Comprehensive Care of the Cancer Patient with Pain
Comprehensive cancer care encompasses a continuum that progresses from disease-oriented, curative, life-prolonging treatment through symptom-oriented, supportive, and palliative care extending to terminal hospice care. This continuum requires that care is both of high quality and comprehensive in nature. Elements of highquality care include the use of evidence-based treatment, where evidence is gained from high-quality clinical trials; doing what is done often and, hopefully, done well; recognizing the need to treat the whole patient and not just the disease; and treating the patient with compassion. Comprehensive care implies coordinated, integrated care that involves providers and patients working together to address each of the varied issues that impact the cancer patient and family.
Traditional cancer care systems have frequently not offered cancer patients a prospective and comprehensive plan for treatment and symptom management, with provisions for updating and evaluating such a plan with the assistance of a health care professional, and a follow-up plan for monitoring and treating possible late effects of cancer and its treatment. Cancer survivors commonly experience the underdiagnosis and undertreatment of the symptoms of cancer, a problem that begins at the time of diagnosis and often becomes more severe at the end of life.
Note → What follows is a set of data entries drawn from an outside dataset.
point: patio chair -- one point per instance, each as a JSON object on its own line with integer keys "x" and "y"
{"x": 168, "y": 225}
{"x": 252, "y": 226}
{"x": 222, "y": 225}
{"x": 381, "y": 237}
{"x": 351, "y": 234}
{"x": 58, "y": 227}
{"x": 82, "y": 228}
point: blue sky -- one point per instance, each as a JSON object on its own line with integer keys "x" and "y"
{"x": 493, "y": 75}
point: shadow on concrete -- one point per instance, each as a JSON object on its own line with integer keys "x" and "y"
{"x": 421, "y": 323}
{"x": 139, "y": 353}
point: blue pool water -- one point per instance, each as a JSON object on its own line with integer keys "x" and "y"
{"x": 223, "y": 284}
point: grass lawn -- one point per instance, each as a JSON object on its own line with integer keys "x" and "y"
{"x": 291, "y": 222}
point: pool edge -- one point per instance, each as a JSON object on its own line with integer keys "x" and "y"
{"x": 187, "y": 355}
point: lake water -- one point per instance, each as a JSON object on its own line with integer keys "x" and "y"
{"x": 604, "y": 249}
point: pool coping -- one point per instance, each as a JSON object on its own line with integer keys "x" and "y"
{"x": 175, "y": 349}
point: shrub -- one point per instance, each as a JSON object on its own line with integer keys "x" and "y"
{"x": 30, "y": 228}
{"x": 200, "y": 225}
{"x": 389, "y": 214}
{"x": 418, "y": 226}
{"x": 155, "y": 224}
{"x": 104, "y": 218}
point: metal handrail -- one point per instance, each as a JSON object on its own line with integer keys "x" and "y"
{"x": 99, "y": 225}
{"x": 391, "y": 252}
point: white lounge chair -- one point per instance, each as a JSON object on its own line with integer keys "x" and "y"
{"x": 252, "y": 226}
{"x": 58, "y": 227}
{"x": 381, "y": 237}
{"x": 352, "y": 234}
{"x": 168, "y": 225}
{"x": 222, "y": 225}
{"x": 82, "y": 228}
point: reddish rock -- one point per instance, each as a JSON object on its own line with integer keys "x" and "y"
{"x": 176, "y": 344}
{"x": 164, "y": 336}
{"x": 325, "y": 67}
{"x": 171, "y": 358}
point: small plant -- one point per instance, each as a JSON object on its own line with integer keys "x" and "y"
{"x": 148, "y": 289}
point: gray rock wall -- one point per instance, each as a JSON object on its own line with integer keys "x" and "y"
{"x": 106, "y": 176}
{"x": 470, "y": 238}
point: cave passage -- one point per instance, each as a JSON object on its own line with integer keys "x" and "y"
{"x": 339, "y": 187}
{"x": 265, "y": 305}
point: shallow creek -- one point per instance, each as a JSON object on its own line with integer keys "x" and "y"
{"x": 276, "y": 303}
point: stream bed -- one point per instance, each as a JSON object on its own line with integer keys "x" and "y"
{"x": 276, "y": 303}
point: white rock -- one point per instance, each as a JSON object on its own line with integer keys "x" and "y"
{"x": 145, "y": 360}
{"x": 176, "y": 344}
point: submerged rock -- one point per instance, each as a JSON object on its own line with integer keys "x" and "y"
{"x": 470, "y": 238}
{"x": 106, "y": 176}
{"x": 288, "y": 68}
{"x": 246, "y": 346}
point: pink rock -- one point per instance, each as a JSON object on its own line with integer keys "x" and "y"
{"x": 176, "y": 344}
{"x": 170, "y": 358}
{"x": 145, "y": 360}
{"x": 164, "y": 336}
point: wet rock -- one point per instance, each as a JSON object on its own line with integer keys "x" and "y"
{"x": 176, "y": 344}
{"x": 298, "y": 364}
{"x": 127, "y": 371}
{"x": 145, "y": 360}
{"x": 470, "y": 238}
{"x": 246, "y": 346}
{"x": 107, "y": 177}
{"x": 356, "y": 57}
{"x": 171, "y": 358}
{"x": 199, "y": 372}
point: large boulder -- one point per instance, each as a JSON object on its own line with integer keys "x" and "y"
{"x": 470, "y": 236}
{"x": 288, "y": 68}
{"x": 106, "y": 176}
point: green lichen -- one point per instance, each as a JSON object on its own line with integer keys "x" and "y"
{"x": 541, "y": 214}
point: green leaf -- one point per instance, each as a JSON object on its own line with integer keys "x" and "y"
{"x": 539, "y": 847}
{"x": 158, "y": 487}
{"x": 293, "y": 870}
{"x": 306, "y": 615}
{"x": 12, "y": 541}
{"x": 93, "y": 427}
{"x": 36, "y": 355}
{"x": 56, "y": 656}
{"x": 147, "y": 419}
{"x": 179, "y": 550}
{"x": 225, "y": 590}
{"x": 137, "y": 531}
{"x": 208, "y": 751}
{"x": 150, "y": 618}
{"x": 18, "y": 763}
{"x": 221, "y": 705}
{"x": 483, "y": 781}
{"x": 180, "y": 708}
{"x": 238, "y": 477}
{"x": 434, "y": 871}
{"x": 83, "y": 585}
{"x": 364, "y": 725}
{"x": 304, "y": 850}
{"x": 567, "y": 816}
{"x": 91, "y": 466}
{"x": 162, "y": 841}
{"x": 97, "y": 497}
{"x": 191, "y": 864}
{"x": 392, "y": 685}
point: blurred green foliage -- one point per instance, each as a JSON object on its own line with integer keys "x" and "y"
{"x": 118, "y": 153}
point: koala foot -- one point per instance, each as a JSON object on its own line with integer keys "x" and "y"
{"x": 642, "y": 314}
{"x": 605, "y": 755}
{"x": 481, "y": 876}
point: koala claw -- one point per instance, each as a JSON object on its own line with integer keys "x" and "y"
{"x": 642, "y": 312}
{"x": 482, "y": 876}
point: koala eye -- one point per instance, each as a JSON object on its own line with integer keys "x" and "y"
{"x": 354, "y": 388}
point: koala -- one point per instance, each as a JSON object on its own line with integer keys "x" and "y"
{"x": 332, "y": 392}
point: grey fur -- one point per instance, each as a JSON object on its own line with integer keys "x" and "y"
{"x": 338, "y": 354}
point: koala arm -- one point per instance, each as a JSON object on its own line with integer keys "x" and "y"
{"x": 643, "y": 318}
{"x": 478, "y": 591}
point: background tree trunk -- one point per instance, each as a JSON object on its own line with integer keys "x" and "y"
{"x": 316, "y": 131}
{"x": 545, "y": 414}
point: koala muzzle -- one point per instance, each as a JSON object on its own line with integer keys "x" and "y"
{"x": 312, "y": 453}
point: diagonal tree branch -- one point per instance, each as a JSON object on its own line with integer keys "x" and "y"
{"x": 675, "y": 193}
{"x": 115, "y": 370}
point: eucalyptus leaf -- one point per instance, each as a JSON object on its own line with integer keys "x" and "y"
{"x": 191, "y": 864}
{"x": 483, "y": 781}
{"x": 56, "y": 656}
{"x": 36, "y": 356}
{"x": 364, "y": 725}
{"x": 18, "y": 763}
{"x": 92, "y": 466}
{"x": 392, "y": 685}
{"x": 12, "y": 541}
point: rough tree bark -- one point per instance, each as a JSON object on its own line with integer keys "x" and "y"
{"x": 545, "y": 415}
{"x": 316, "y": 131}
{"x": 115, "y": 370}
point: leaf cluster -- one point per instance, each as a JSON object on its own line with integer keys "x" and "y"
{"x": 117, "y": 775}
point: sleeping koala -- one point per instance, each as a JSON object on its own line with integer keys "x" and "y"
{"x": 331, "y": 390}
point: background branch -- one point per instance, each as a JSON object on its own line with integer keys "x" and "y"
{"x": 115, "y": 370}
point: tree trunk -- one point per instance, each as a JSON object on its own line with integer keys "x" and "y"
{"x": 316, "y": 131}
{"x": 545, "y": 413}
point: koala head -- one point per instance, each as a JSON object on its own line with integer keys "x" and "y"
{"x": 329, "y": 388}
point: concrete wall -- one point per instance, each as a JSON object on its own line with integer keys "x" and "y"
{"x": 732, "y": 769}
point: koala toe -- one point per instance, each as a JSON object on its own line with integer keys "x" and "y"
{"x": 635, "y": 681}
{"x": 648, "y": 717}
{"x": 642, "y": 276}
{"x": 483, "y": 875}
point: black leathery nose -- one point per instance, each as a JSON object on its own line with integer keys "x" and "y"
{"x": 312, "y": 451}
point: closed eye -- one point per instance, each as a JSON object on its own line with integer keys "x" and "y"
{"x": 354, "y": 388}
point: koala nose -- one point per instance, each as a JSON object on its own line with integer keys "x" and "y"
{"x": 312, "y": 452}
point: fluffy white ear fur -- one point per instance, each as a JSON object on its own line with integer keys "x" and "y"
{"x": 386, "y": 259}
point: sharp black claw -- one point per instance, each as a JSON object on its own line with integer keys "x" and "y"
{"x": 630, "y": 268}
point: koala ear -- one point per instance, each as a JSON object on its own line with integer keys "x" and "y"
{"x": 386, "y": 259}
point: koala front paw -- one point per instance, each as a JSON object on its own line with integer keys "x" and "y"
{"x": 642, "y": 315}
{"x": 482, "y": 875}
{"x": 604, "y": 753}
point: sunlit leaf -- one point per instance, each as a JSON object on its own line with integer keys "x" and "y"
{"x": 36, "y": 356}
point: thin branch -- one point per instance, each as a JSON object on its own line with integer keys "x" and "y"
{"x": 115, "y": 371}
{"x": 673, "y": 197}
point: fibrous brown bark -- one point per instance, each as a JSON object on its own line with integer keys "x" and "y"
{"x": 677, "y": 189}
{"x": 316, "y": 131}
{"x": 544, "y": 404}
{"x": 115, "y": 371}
The failure to treat the symptoms, side effects, and late effects of cancer and its treatment has a serious adverse impact on the health, well-being, and the quality of life of cancer survivors. Patients with cancer are sometimes put in the untenable position of choosing between potentially curative therapies and palliative care instead of being assured access to comprehensive care that includes appropriate treatment and symptom management.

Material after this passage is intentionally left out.